Created the first map of bees around the world

Many plants and animals follow a pattern known as latitudinal gradient when diversity

increases towards the tropics and decreases towards the poles. Bees are the exception to this rule. They have more species located far from the poles, and fewer - at the equator. This is called a bimodal latitudinal gradient. There are far fewer bee species in forests and jungles than in arid deserts. The fact is that trees, as a rule, do not provide enough food for bees, in contrast to low-lying plants and flowers.

The findings of the scientists confirm that there are more species of bees in the northern hemisphere than in the southern; and more in arid and temperate climates than in the tropics.

This map shows the simulatedthe relative species richness of bees around the world and depicts a bimodal latitudinal gradient. There are more species in darker areas. Credit: Orr et al. / Current Biology.

To create maps, Senior Study Author,John Asher, assistant professor of biological sciences at the National University of Singapore, and his colleagues compared the frequency of occurrence of individual bee species with a massive checklist of over 20,000 species. The list was compiled by Asher and is available online at the DiscoverLife.org biodiversity portal. The creation of these maps is an important first step in assessing the distribution and potential decline of bee populations.

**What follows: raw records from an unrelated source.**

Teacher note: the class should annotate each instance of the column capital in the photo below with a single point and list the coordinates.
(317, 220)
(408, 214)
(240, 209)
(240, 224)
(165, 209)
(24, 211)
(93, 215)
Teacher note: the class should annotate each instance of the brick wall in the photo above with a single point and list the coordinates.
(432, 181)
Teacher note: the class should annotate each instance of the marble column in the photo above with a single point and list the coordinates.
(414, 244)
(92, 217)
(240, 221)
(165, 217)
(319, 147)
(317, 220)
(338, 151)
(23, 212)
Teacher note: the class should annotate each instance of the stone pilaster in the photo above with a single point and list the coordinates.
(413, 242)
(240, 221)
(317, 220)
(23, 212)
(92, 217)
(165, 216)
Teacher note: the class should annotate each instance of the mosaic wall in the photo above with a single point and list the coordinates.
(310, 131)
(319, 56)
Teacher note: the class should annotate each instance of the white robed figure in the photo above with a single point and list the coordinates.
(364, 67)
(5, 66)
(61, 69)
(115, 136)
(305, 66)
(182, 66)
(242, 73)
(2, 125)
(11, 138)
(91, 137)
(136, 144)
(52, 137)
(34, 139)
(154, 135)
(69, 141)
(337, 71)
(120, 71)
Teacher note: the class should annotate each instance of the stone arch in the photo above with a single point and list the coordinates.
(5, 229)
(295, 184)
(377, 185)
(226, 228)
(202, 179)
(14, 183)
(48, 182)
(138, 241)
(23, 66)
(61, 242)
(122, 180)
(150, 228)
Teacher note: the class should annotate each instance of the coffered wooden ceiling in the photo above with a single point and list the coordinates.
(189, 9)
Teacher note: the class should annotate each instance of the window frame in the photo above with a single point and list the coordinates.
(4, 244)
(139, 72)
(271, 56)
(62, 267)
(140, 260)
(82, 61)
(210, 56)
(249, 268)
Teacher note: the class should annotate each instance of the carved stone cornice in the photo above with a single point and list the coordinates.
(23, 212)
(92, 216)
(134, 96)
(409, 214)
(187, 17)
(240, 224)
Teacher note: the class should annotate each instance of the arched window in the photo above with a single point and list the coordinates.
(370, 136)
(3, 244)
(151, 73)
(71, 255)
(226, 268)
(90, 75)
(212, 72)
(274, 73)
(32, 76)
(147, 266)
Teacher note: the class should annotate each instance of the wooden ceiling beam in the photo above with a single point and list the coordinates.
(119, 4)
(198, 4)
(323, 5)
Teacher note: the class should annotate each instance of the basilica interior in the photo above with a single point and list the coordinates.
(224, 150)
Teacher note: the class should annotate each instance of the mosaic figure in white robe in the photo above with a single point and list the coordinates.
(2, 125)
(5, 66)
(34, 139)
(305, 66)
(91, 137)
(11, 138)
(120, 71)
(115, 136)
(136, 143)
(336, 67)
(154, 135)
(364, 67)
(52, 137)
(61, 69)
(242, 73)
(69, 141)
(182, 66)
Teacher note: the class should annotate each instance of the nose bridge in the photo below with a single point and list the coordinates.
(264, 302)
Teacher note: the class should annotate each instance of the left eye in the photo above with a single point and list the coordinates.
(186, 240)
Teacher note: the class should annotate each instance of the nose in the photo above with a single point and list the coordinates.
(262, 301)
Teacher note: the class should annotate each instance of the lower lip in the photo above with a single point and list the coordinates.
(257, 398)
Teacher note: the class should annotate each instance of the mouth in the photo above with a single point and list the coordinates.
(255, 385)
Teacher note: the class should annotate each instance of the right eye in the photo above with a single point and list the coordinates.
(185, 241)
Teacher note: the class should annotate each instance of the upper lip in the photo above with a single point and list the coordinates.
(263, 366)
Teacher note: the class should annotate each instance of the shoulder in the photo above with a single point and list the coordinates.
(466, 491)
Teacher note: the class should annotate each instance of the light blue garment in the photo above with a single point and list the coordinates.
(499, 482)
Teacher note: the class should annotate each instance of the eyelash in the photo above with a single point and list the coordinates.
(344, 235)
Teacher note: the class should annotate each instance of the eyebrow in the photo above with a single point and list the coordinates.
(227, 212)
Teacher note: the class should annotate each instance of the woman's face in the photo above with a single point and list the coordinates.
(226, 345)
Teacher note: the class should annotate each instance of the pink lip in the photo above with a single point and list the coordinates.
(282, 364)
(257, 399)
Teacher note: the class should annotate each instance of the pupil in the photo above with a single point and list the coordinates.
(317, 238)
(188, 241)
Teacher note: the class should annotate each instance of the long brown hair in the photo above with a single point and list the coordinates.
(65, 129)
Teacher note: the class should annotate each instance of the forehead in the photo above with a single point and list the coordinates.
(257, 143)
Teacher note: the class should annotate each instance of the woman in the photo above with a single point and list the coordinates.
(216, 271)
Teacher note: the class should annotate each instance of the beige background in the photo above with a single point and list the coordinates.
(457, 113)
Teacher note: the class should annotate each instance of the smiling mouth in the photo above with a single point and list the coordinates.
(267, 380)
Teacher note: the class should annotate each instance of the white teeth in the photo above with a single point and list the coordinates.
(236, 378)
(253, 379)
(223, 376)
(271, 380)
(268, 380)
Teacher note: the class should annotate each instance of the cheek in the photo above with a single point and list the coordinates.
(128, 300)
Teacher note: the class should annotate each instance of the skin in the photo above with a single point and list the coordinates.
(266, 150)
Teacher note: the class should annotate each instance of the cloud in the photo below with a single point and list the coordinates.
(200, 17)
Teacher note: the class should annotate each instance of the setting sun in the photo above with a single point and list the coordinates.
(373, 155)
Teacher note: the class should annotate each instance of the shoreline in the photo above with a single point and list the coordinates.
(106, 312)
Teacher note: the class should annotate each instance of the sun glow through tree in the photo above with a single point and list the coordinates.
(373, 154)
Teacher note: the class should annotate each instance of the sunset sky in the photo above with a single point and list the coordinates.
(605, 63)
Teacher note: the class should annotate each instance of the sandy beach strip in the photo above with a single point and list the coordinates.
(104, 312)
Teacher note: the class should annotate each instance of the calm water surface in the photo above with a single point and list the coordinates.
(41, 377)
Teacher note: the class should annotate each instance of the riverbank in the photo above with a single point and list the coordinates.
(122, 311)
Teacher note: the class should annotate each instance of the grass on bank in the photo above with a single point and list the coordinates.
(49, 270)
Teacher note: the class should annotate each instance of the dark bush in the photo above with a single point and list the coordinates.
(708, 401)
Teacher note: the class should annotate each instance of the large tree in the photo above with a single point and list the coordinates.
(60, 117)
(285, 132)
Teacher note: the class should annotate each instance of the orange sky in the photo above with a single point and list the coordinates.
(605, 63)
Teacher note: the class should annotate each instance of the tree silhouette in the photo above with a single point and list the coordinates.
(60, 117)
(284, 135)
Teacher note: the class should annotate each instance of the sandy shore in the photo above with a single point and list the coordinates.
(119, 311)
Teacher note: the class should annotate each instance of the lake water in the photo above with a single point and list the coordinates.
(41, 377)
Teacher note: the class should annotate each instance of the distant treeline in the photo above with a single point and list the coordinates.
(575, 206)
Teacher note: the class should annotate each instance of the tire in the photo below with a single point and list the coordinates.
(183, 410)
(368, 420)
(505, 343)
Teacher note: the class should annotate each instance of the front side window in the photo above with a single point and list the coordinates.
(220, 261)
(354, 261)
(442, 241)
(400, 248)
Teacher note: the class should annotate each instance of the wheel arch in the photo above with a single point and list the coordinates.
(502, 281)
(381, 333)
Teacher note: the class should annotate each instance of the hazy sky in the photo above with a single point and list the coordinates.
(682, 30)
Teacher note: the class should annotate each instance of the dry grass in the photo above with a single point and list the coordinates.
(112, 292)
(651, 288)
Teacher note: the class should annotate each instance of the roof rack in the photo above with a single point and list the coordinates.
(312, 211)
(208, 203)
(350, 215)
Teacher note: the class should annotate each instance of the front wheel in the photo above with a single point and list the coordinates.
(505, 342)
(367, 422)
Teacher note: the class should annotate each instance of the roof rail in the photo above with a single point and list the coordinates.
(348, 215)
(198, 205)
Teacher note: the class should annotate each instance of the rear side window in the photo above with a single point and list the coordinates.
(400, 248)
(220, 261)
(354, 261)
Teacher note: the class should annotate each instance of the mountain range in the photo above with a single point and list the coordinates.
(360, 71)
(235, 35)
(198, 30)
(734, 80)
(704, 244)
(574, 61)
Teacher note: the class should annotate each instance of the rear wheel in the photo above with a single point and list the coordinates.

“I was surprised how terrible mostprevious global data on bee diversity, says Alice Hughes, assistant professor of conservation biology at the Xishuangbanna Tropical Botanical Garden of the Chinese Academy of Sciences and another article author. "A lot of the data was too scattered or too concentrated on a small number of countries."

While there is still a lot to be learned about the diversity of bees, the research team hopes their work will help keep bees as global pollinators.

“Many crops, especially in developing countries, depend on local bee species, not honey bees,” emphasizes Hughes. "However, there is almost no data to help us preserve the species."

The authors see this study as an important first step towards a more comprehensive understanding of the global diversity of bees and an important basis for future more detailed studies of these insects.